Für eine auf den geltend gemachten Verfahrensmangel gestützte Nichtzulassungsbeschwerde wäre es grundsätzlich sogar Voraussetzung der Zulässigkeit (vgl BSG SozR 1500 § 160a Nr 14) gewesen, daß der Kläger in der Beschwerdebegründung vorgetragen hätte, er habe die Verletzung des § 128 Abs 2 SGG bereits vor dem LSG gerügt (vgl Beschluß des Senats vom 22. August 1995 – 9 BVs 16/95 und des 5. Senats des BSG vom 26. Juni 1991 – 5 BJ 141/90; anders der vorzitierte Beschluß des 2. Senats vom 28. September 1999). Gleichwohl ist seine insoweit erhobene Verfahrensrüge hier nicht unzulässig. Denn der Kläger trägt vor, er habe mit der Berücksichtigung der ihm zu spät übermittelten Unterlagen des Beklagten im Urteil des LSG nicht zu rechnen brauchen.

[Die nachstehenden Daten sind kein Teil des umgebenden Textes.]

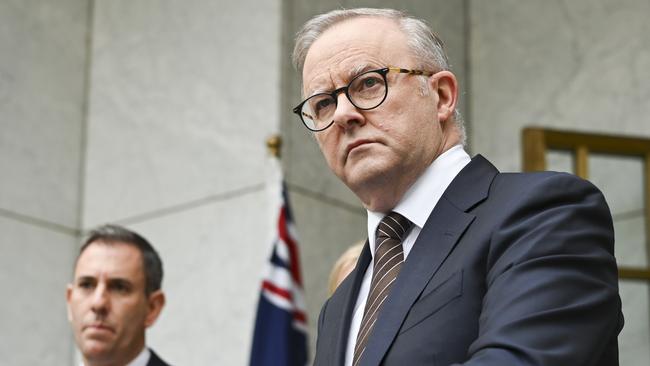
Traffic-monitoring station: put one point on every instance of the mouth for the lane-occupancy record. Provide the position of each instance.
(356, 144)
(99, 327)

Träfe dies zu, so wäre ihm der behauptete Verfahrensmangel erst durch Übersendung des Urteils bekannt geworden, so daß seine Rüge insoweit als schlüssig anzusehen ist.

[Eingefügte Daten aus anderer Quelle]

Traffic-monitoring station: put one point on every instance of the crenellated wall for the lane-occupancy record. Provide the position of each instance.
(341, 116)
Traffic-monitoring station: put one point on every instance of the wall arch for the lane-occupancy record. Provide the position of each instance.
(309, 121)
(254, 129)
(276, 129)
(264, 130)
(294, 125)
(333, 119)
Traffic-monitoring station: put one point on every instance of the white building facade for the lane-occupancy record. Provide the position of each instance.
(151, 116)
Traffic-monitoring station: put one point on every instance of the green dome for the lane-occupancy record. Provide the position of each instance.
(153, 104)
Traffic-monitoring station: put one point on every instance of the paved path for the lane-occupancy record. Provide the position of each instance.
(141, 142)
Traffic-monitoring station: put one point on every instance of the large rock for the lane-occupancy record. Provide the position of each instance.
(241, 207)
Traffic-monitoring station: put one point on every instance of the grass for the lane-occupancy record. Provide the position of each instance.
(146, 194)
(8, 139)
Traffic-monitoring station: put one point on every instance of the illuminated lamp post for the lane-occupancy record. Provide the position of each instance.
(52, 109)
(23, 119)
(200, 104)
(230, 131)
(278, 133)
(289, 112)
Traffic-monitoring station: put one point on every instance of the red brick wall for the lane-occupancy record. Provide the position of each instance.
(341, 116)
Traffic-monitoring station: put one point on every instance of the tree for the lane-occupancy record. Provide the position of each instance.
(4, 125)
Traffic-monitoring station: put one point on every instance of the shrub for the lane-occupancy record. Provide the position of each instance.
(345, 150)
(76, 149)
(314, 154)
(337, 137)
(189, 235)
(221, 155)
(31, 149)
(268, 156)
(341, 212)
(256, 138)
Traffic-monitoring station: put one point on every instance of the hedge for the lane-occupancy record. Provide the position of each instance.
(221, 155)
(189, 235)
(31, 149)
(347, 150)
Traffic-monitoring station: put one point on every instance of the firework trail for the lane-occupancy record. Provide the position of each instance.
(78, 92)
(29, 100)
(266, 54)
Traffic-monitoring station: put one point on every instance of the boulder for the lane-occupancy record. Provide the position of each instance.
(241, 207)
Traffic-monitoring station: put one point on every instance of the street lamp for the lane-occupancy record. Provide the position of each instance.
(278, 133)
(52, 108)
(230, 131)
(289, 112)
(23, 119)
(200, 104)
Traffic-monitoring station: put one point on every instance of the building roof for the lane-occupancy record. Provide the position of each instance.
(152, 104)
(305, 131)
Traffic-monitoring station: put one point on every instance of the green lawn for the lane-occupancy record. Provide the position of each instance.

Eine Prüfung des Akteninhalts ergibt jedoch, daß sein Vortrag nicht zutrifft: Der Kläger mußte mit der Berücksichtigung der den Schriftsätzen des Beklagten beiliegenden versorgungsärztlichen Stellungnahmen im Wege des Urkundenbeweises rechnen, da es sich bei ihnen erkennbar nicht nur um Parteivorbringen, sondern (auch) um ärztliche Beurteilungen, dh letztlich um Sachverständigengutachten handelte, mochten diese auch nicht von der Hand eines vom Gericht ernannten unabhängigen Sachverständigen stammen (vgl Meyer-Ladewig aaO RdNr 6 zu § 117 und RdNr 12b zu § 118 und BSG SozR Nr 3 zu § 118 SGG sowie die – unveröffentlichte – Entscheidung des Senats vom 21. Mai 1963 – 9 RV 466/60 –). Eines ausdrücklichen Hinweises, daß das LSG möglicherweise die mit den letztgenannten Schriftsätzen übersandten ärztlichen Stellungnahmen des Versorgungsarztes Dr. S. … vom 7. April und 6. Mai 1999 seiner Entscheidung zugrunde legen würde, bedurfte es daher nicht. Auch ohne einen solchen Hinweis oblag es dem Kläger, die etwaige Unmöglichkeit, sich bis zum Ende der mündlichen Verhandlung zu den versorgungsärztlichen Stellungnahmen zu äußern, noch in der Vorinstanz geltend zu machen.

Die Kostenentscheidung stützt sich auf eine entsprechende Anwendung des § 193 SGG.